The Business Council for Sustainable Energy urged Congress to "provide adequate funding" for the clean renewable energy bond tax-credit bond program or establish a tool similar to the production tax credit that works for public power. The National Rural Electric Cooperative Association asked Congress to create tax-exempt financing for electric co-ops.

The National Association of College and University Business Officers said Congress should allow tax-exempt revenue bonds to be used to prepay power purchase agreements. United South and Eastern Tribes, Inc. proposed federal lawmakers explore extending expired provisions for CREBs and creating an Indian tribal government set-aside for those bonds.

USET and the National Congress of American Indians each urged Senators to make the rules for tribal government bonds more like the rules for state and local governments' bonds. USET recommended that Congress to do away with the requirement that tax-exempt bonds issued by tribes only finance facilities that serve an "essential governmental function." It also suggested that Congress repeal the general prohibition on tribal governments issuing PABs.

NCAI criticized the "essential governmental function" test and the general prohibition on issuing PABs. Tribal Economic Development bonds, which allow tribal governments to have more flexibility to use tax-exempt financing, "present an enormous opportunity for tribal governments to engage in revenue-generating development at a size that makes these projects economically viable," the group said. However, most tribes are still unable to take advantage of TED bonds because of "unworkable restrictions," it added.

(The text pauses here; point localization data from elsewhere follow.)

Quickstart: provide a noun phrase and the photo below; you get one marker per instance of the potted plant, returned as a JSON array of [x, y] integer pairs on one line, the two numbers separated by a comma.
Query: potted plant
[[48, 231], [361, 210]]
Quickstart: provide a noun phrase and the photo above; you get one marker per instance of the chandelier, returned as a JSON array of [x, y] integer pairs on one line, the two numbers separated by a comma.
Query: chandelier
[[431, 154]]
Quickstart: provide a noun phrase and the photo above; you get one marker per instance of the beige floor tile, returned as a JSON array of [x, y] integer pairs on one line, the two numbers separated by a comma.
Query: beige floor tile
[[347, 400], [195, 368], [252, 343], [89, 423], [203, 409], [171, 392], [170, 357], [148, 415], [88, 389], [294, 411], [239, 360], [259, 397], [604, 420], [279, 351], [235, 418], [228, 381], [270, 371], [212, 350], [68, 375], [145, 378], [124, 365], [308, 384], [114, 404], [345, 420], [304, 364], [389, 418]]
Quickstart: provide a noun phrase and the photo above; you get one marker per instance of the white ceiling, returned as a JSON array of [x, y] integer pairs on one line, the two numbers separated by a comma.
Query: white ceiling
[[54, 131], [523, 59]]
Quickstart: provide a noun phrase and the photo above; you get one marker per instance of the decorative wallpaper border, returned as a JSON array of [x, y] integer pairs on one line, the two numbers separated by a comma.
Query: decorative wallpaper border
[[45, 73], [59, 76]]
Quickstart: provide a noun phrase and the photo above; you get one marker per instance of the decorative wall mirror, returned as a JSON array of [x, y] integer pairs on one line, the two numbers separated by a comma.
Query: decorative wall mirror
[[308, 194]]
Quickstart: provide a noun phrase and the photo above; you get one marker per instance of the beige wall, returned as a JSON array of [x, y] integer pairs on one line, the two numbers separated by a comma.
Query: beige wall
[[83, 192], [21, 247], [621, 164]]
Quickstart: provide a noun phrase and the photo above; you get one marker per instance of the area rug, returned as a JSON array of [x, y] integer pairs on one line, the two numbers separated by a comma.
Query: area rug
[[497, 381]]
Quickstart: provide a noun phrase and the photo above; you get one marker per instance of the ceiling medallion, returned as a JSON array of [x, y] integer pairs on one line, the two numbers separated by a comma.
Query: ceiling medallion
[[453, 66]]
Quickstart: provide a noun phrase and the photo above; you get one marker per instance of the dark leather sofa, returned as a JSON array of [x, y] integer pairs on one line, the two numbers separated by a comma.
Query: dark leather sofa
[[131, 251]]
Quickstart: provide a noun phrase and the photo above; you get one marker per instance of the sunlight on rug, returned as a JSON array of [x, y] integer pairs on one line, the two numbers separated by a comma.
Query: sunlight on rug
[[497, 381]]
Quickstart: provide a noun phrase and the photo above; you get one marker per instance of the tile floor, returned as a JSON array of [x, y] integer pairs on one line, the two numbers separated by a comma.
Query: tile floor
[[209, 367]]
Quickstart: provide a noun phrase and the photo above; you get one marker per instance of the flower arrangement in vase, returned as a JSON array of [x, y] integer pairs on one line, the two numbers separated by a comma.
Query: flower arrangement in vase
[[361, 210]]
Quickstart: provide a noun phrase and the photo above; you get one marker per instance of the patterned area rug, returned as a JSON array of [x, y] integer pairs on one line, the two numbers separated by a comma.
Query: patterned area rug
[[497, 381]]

Airports Council International - North America urged the Senate Finance Committee to eliminate the alternative minimum tax on PABs. These types of bonds were exempt from the AMT in 2009 and 2010, and "in order to ensure that airports have continued access to the bond market, which allows communities to maintain this vital economic asset, Congress must make the AMT exemption on PABs permanent," the group told the committee.

The Education Finance Council and the National Council of Higher Education Resources urged Congress to exempt tax-exempt student loan bonds, which are PABs, , from the AMT. The two groups also asked that Congress clarify that student-loan bonds can be used to make private student loans to parents and to refinance education loans. Additionally, they want qualified scholarship funding corporations to have access to tax-exempt financing for private student loans.

The Performance Based Building Coalition called for Congress to create a category of tax-exempt PABs for public buildings, such as schools and courthouses, in order to incentivize the use of public-private partnerships to finance these types of projects.

Save the Children Action Network recommended the community development and infrastructure working group expand the rules for bank-qualified bonds and 501(c)(3) nonprofit bonds to incentivize private investment in early childhood education centers.